# "FIZZ" or not to "FIZZ"?



## hopin to cash (Sep 14, 2010)

Posted the question in the Erie thread but thought the tournament guys may not read it there. Will be fishing a tournament on Erie at the end of the month and want to take every precaution possible to reduce my mortality rate. Will have lots of ice and the "G" juice ready for live well but was wondering everybody's take on "FIZZING". Have watched all the you tube videos (I think) and still not clear at what depth should you be concerned and does it actually work?


----------



## BassJack (Jun 2, 2009)

Fizzing is best left to the experts.
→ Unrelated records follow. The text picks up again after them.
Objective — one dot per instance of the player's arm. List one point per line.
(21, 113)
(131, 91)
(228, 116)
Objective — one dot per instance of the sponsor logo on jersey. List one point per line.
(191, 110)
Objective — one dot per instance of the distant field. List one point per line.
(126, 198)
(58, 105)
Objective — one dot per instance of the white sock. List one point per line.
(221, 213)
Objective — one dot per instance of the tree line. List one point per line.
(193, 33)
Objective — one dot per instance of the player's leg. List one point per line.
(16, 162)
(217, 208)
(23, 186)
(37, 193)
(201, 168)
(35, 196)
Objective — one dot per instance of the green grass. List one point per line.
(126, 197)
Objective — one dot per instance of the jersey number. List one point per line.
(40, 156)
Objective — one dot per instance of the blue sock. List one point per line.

Your better option is to invest in a pack of FlipClips. A FlipClip is a 1-ounce plastic-coated cylinder-shaped weight affixed to an alligator clip. If you have a fish that is struggling with an inflated swim bladder, attach the flip clip to its anal fin. The fish will gain its balance and stability. I've used these on fish caught 25 feet deep and they quickly regained their vigor in the livewell. Check them out at FlipClipFishing.com.


----------



## Drop-tine76 (Apr 24, 2013)

Fizzing definetly works if done correctly. I prefer through the side, mouth has more room for error and definite death for the fish. Anything caught over 15' I keep an eye one and fizz if necessary.


----------